Adds a rigid body with the specified properties to the robot model.

This can be ‘combined’ with the parent element (the element to which this is attaching), which means that the mass, inertia, and output frames of this element will be integrated with the parent. The mass will be combined, and the reported parent output frame that this element attached to will be replaced with the output from this element (so that the number of output frames and masses remains constant).

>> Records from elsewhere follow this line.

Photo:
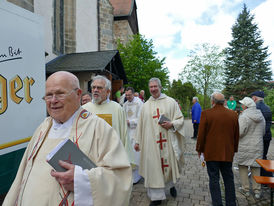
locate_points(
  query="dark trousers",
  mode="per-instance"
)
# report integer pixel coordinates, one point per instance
(195, 129)
(213, 170)
(266, 147)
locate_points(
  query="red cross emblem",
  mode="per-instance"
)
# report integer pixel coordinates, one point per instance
(158, 114)
(163, 165)
(161, 141)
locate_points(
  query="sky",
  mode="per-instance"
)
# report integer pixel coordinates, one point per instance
(176, 26)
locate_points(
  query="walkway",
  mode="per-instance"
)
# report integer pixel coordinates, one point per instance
(193, 187)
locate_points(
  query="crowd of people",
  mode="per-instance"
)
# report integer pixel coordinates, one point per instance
(133, 138)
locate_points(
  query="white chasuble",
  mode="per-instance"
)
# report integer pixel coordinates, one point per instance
(133, 110)
(114, 113)
(110, 181)
(161, 150)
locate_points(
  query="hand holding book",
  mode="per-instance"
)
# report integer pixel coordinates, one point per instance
(68, 152)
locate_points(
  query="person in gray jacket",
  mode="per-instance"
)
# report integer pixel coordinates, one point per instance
(252, 129)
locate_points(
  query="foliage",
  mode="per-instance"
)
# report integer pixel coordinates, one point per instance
(247, 67)
(141, 64)
(205, 69)
(269, 99)
(183, 93)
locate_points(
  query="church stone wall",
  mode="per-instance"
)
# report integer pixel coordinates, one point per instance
(106, 20)
(122, 31)
(70, 26)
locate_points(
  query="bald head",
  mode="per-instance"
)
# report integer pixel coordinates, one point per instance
(62, 95)
(71, 80)
(217, 98)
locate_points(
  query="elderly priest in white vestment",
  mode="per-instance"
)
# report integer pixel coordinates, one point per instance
(36, 183)
(133, 107)
(110, 111)
(161, 144)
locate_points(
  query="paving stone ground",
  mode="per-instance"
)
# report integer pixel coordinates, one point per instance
(192, 187)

Deprecation notice: It is deprecated to pass a str in as a parameter to any argument. This functionality will be removed in a future release.

Parameters
  • com (str, list, numpy.ndarray, ctypes.Array) – 3 element vector or 4x4 matrix. If this parameter is a 3 element vector, the elements will be used as the translation vector in a homogeneous transformation matrix. The homogeneous transform is to the center of mass location, relative to the input frame of the element. Note that this frame is also the frame in which the inertia tensor is given.

  • inertia (str, list, numpy.ndarray, ctypes.Array) – The 6 element representation (Ixx, Iyy, Izz, Ixy, Ixz, Iyz) of the inertia tensor, in the frame given by the COM.

  • mass (int, float) – The mass of this element.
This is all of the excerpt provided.